Под стихающий хохот одноклассников я плюхнулась на стул.
– Увы, почерк исправить практически невозможно, – продолжала учительница. – Тут уж ничего не поделаешь. А вот почерк Иры Ильиной – это чудо!
И она ласково улыбнулась Ирке.
«Чудо, – подумала я, садясь за парту, – просто Ирка родилась с таким почерком – вот тебе и чудо!»
Расстраиваться из-за того, что Изольда Романовна назвала мой почерк каракулями, я не стала. Ещё чего не хватало! А вот дурацкая реплика Стрельцова-Удальцова про «ужас, летящий в ночи» вывела меня из себя. Так же как и то, что в пример опять поставили Ирку Ильину! Везде эта Ирка! Не много ли для одного человека: и красавица, и умница, и почерк у неё самый-самый…

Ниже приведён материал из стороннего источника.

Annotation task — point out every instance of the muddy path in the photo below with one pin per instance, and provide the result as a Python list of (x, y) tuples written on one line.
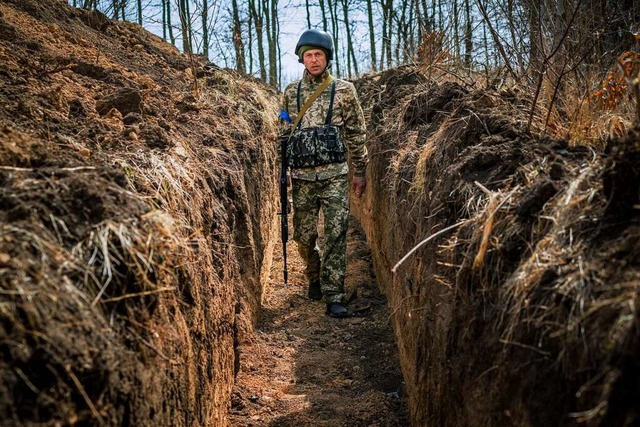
[(302, 368)]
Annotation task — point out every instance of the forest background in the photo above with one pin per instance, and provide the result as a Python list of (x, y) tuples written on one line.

– Итак, последнее сочинение показало, что все вы неплохо разбираетесь в теме, – продолжала Изольда Романовна. – Меня порадовали работы Сыромятниковой и, разумеется, Иры Ильиной. Работа Смирновой тоже была бы неплохой, если бы не одно «но», о котором я уже говорила…
Я написала на листке «Ужас, летящий в ночи» и… о ужас-ужас! Получилось «Улитка, сидящая в гнезде». Выходит у меня в самом деле безобразный почерк! А я ведь и не задумывалась об этом. Почерк да и почерк. А оказывается, это «ужас, летящий в ночи».

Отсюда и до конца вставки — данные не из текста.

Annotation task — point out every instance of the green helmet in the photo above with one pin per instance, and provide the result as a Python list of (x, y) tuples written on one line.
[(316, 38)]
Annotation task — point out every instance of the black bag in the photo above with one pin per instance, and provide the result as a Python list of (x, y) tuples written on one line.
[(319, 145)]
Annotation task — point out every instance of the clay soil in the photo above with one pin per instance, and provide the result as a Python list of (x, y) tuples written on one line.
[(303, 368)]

Что же делать? Изольда Романовна только что сказала, что почерк исправить практически невозможно. А вот родители говорят: человек может добиться всего, чего захочет. Кому верить?
– Тема сегодняшнего урока… – продолжала Изольда Романовна, но я её уже не слушала. Мой мозг был занят другим. Нужно было решить – оставить свой почерк каким есть, или же научиться писать так же, как Ирка, а может, ещё лучше. Назло Стрельцову-Удальцову. Пусть только попробует тогда сказать, что мой почерк – это ужас, летящий в ночи!
– Смирнова, перестань витать в облаках! – сердилась Изольда Романовна. – Спустись на землю!
Я не витала. Я принимала решение. А приняв, задумалась, как воплотить это в жизнь. И перед самым звонком мне вдруг пришла в голову мысль, по дерзости сопоставимая разве что с ограблением банка. У меня похолодели руки и ноги: смогу ли я это сделать? Причём, немедленно! Но, похоже, выбора не было.
Прозвенел звонок на перемену. Все ринулись в столовую. Кроме меня, разумеется. Я пересекла класс и на всякий случай выглянула за дверь. Никого из наших поблизости не было. Я подлетела к Иркиной парте и стала судорожно открывать её рюкзак, но он почему-то не открывался.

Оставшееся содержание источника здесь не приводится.